The CBIR technology boils down to two intrinsic objectives: (a) Propose a robust descriptor(s) which can represent useful information which well describe the semantic content of the image. (b) Propose an efficient matching algorithm in order to measure the similarity between the descriptor(s) of QI and those of RI. This latter should discriminate irrelevant images and be fast to satisfy users wishes.

3 Overview of the proposed approach

3.1 Fast Beta Wavelet transform (FBWT)

The FBWT aims to provide a simple way to exploit the multiresolution analysis, i.e. the weights computing of the connections with other techniques are simpler and easier than those based on the projection on dual bases. It was demonstrated [6] that the approximation of a signal f to \(V_{j+1}\) can be calculated from its projection on \(V_j\) with the following equation:

$$\begin{aligned} v_n^{j+1}=\sum _{k}{h[k]v_k^j} \end{aligned}$$
(1)

The H coordinates are known as the low-pass filter or scale function filter. The detail coefficients of the scale \((j+1)\) can be calculated using the approximation coefficients of the scale (j).
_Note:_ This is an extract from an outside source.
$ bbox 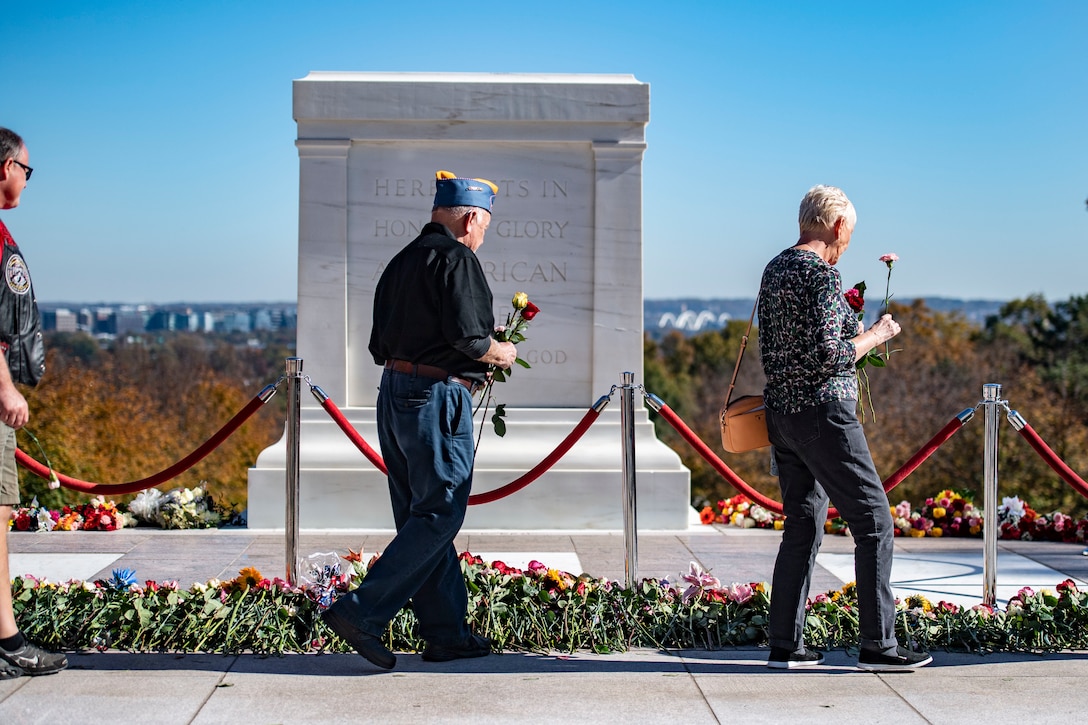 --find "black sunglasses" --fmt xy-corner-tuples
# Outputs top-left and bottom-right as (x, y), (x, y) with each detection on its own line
(11, 159), (34, 181)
$$\begin{aligned} \omega _n^{j+1}=\sum _{k}{g[k]v_k^j} \end{aligned}$$
(2)

The g filter is called the low-high filter or wavelet filter. Here, we applied the multiresolution analysis using only h and g filters and their dual filters for the reconstruction and decomposition stages, respectively. To accelerate the calculation of the approximation and detail coefficients , a fast algorithm for wavelet decomposition and reconstruction using filter banks was invented. Known as FBWT, this algorithm reduced the time consuming steps of the decomposition and the reconstruction considerably. To calculate the approximation of f at scale \(j+1\), the approximation \(v^j\) at scale j is convoluted by the dual filter \(\tilde{h}\). the resulting signal is decimated by 2 to obtain the approximation coefficients. The same steps are repeated using the dual filter \(\tilde{g}\) rather than \(\tilde{h}\) to obtain the detail coefficients \(\omega ^{j+1} \).
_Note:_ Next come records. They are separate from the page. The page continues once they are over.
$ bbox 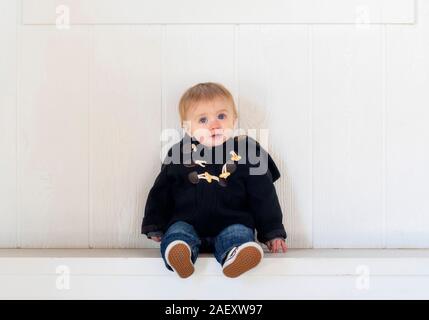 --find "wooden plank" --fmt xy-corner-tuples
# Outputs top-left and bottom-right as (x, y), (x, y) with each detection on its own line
(386, 1), (429, 248)
(18, 27), (89, 248)
(162, 26), (235, 155)
(313, 26), (384, 248)
(237, 26), (312, 248)
(0, 249), (429, 300)
(90, 26), (162, 248)
(23, 0), (415, 24)
(0, 0), (18, 248)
As mentioned above, the approximation signal at scale \(j+1\) may also be analyzed. So the same algorithm is applied to obtain the \(v^{j+2}\) and \(\omega ^{j+2}\) coefficients. The process can be iterated to analyze the signal at finer scales. More details for the FBWT algorithm can be found in [6].

3.2 Proposed approach

The proposed approach consists in the combination of two stages: the indexing phase which aims to extract three descriptors of the image (shape, texture and color) and the online phase in which we proposed a new decision making method based on fuzzy logic system with three fuzzy sets.
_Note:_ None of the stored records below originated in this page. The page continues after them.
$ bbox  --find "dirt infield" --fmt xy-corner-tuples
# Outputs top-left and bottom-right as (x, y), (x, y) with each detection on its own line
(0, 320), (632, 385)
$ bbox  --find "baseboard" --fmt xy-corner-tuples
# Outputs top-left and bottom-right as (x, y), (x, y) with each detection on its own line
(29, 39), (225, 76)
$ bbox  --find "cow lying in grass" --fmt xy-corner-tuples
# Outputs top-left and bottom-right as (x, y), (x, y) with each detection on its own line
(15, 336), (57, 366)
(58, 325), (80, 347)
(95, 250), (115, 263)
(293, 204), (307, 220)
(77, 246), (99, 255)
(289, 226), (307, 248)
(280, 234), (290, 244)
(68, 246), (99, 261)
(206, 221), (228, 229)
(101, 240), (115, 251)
The proposed approach can be illustrated in the Fig. 1. As shown in this figure, the QI is normalized. After that, the three descriptors (shape, texture and color) are extracted and compared with all the descriptors of the reference images. Finally, the decision is taken using the proposed FDSS with three fuzzy sets.

One of the main focuses of CBIR application is to select the adequate features that describe the useful information fast. In this work, we exploited 2D FBWN analysis in order to extract fast and appropriate shape, texture and color descriptors.

The specificity of FBWN architecture is that it is a Neural Network whose hidden layer is composed of wavelet and scaling functions [1, 2, 6]. It calculates only coefficients of wavelet functions that contribute more to the reconstruction of the signal (image). The idea of this algorithm is that at each time of reconstruction, we choose an optimal wavelet functions (horizontal wavelets (\(\psi _{Hi}\)), diagonal wavelets (\(\psi _{Di}\)) and vertical ones (\(\psi _{Vi}\))) and an optimal scaling function (\(v_{i}\)) to compose the hidden layer of the wavelet network.

With the learning aspect, wavelet network can model and edit unseen visual content (shape, texture and color), which reduces and compresses the network size enormously.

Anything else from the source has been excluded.